My contact confirmed that this tractor has a friction parking brake. What he did not know was if the park brake is its own mechanism or if it acts on the service brakes. He also was pretty sure these tractors have dry brakes, so if the park acts on the service brake them I am likely suspecting the wrong thing. Your problem is clearly coming from something “wet”. I would recommend following the cable that actuates the park brake and see if it clearly goes somewhere other than the service brakes. If it does, then it could still be the problem, and if so I would suspect a sticky cable.

This problem sounds exactly like what happens if a person takes off with a CIH 5000 or MX series Maxxum with the park brake weakly applied which is why I suspect what I do.

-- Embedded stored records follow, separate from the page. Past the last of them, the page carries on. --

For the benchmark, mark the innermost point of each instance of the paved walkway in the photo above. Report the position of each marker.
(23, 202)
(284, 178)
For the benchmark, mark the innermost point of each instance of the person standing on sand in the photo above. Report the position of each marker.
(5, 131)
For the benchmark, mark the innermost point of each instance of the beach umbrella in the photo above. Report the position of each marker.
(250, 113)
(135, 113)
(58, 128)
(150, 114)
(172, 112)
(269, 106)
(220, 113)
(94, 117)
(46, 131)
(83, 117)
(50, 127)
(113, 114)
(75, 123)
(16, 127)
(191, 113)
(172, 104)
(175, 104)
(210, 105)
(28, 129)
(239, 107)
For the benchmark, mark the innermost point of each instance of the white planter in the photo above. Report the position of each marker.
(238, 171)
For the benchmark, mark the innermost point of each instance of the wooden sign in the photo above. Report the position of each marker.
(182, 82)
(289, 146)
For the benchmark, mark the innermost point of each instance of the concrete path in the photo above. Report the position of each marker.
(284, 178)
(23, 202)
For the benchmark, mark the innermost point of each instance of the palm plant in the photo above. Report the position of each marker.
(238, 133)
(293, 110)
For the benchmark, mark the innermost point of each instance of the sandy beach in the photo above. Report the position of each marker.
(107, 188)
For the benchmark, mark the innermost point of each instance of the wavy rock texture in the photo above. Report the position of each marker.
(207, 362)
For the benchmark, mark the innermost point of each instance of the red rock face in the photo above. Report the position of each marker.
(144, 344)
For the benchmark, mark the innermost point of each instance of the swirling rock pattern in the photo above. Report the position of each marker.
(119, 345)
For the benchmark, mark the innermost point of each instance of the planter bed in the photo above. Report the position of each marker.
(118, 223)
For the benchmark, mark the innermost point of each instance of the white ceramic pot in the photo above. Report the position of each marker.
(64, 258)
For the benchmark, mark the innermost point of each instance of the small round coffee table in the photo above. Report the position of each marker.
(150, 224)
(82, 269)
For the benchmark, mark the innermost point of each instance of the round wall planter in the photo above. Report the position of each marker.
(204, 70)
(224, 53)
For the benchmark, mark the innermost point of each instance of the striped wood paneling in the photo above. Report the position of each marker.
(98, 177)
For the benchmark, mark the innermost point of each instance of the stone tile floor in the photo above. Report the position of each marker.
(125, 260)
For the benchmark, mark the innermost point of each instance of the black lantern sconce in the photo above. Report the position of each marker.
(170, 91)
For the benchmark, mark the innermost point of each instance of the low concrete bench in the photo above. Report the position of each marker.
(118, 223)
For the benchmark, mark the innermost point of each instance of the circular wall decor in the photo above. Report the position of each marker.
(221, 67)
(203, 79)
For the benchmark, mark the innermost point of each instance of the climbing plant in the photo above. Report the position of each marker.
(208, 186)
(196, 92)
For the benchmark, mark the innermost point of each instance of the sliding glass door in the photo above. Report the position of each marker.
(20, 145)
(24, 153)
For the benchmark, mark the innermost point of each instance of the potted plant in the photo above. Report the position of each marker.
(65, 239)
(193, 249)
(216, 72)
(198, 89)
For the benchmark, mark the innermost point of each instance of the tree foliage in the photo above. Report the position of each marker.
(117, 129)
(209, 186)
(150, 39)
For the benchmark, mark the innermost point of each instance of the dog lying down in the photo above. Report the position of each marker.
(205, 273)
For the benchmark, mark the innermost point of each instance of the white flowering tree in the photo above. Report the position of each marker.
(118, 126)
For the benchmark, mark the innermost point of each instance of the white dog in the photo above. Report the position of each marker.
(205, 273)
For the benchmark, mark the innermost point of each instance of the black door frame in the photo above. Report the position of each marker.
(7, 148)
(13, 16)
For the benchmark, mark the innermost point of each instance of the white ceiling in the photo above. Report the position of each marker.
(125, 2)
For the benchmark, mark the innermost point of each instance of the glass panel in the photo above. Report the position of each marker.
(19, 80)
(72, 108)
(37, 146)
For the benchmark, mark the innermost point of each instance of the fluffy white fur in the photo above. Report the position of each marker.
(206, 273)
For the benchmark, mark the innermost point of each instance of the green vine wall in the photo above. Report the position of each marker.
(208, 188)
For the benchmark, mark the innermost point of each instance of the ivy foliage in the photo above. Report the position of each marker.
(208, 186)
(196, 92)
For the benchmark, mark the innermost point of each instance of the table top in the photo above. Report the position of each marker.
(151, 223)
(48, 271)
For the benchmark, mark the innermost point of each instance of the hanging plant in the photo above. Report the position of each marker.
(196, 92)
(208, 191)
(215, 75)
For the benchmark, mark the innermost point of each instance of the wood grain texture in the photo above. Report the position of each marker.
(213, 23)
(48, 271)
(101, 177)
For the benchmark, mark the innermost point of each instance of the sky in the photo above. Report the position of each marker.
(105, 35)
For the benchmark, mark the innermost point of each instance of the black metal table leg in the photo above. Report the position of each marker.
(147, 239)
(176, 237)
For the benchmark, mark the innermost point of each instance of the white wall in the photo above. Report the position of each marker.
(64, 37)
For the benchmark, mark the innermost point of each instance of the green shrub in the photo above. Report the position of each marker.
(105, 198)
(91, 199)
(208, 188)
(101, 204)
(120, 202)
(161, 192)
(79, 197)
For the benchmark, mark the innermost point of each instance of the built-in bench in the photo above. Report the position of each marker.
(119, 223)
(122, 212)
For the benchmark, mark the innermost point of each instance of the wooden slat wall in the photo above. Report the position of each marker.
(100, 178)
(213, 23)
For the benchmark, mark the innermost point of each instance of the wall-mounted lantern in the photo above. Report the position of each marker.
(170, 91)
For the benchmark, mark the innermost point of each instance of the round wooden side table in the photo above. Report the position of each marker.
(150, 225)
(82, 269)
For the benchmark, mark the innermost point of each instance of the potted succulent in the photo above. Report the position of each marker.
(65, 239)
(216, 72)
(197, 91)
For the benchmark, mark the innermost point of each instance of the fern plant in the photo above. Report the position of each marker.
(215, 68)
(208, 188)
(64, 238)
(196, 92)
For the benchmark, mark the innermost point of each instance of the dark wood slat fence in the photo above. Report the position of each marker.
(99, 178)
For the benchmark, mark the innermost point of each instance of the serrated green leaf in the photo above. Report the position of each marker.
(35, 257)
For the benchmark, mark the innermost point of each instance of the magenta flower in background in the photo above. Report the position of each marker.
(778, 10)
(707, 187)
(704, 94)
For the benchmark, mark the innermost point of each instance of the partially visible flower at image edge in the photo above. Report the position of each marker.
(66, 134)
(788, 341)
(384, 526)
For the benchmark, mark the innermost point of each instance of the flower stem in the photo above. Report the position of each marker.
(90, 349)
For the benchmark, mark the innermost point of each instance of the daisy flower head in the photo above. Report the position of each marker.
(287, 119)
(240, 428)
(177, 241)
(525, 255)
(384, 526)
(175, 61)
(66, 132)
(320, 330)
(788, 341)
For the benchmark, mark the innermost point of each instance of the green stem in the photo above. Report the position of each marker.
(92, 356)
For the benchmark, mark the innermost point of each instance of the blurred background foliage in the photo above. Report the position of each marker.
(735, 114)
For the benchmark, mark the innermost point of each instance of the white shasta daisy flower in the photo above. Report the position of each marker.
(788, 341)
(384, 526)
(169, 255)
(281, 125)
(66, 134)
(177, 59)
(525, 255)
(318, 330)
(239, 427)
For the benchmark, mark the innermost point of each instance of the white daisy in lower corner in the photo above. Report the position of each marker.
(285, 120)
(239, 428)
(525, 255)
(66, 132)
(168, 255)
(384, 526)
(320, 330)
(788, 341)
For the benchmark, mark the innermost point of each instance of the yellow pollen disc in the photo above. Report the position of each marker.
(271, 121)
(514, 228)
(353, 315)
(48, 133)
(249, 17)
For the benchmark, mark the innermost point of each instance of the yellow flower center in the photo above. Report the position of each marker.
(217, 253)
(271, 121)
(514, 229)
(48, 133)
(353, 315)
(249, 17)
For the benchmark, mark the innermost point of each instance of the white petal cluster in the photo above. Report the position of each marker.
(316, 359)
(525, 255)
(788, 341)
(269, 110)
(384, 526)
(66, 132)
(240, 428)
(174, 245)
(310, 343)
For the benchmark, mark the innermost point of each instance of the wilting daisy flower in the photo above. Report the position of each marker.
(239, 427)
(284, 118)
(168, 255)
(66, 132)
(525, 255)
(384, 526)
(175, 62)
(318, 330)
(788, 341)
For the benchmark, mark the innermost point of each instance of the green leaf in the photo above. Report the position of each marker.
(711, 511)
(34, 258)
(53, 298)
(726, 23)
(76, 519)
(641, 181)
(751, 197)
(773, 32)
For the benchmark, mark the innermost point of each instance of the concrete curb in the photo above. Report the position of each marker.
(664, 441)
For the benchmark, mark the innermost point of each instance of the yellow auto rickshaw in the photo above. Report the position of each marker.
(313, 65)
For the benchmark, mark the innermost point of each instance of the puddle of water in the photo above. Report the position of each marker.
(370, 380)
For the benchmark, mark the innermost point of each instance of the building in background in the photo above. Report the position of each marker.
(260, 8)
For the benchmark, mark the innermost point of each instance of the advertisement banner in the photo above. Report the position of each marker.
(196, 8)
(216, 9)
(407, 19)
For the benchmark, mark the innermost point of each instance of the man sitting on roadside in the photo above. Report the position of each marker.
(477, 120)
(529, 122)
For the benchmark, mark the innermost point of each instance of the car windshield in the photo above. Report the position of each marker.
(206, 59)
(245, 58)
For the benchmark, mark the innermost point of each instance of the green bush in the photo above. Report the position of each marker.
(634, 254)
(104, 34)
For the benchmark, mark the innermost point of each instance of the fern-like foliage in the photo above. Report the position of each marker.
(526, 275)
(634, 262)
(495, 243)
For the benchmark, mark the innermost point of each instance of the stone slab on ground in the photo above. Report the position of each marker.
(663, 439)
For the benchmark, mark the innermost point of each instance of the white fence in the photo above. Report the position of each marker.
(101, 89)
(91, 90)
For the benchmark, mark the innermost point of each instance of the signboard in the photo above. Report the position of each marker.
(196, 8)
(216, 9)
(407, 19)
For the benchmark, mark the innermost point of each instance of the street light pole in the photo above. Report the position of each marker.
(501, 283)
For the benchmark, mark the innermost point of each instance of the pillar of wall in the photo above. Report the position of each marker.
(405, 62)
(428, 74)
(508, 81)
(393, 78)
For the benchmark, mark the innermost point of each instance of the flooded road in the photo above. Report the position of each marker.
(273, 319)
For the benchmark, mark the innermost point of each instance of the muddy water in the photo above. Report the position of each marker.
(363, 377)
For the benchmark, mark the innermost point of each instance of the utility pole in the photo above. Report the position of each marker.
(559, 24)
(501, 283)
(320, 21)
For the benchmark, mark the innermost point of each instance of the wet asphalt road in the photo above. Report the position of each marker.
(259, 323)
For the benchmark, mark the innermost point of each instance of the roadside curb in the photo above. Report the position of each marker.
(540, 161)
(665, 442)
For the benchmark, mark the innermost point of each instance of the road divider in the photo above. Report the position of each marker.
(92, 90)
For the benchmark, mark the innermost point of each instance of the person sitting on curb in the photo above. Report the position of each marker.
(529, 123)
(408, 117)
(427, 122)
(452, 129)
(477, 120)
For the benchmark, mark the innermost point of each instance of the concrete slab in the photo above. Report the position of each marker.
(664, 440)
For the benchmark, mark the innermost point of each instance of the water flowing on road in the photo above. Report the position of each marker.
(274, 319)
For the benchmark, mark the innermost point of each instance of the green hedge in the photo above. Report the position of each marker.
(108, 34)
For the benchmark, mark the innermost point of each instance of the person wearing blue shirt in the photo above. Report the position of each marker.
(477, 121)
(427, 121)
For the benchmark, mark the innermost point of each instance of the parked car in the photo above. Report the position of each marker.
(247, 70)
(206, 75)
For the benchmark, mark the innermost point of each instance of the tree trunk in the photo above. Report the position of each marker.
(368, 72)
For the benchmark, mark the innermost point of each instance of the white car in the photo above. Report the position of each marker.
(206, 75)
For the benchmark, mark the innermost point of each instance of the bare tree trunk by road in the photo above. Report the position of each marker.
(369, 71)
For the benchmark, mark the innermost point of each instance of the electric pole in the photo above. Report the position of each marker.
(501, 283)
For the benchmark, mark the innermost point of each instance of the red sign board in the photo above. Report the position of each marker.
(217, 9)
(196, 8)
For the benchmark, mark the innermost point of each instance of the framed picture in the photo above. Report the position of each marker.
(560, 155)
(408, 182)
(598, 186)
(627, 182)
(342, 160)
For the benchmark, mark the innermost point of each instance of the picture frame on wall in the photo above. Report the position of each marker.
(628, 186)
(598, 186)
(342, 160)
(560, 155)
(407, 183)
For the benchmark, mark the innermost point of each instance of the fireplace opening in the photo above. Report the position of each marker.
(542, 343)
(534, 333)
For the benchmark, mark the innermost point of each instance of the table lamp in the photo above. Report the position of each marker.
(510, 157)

Jim, this tractor has 3 power shift gears and 4 ranges with reverse being part of the power shift system, so if this problem were power shift related I would expect it to act similar in each range. IT sounds like it gets significantly worse in each higher range.


----------



## Hayjosh (Mar 24, 2016)

The parking brake acts on the service brake from what I can tell in studying it. The parking brake cable routes down to a pulley that is connected to an arm on the service brake. It pulls that arm up when the parking brake lever is pulled up. The cable runs through the pulley to the other brake and pulls that arm up too. I can post a pic later.

The tractor seems to work fine in gears 1-3. I'm going to use it to bale a field at my house tonight because I really need the second tractor until the first tractor finishes raking a second field. I will be in third gear for that and will see if it acts up with several hrs of run time.

I don't have anything to test hydraulic pressure and would have to look more into that, as well as if it has test ports.


----------



## chevytaHOE5674 (Mar 14, 2015)

Gears 1/2/3/4 are physical gears they either work or they don't (IE stripped). If the PS was going to act up it would usually do it in every gear. Odd issue that it only acts up in 4th gear regardless of PS position. 

You need to pin point exactly what causes it to get hot. IE which PS ranges, which gears, pto on/off, clutch engaged/disengaged, etc. Then go to the service manual and follow the flow charts.


----------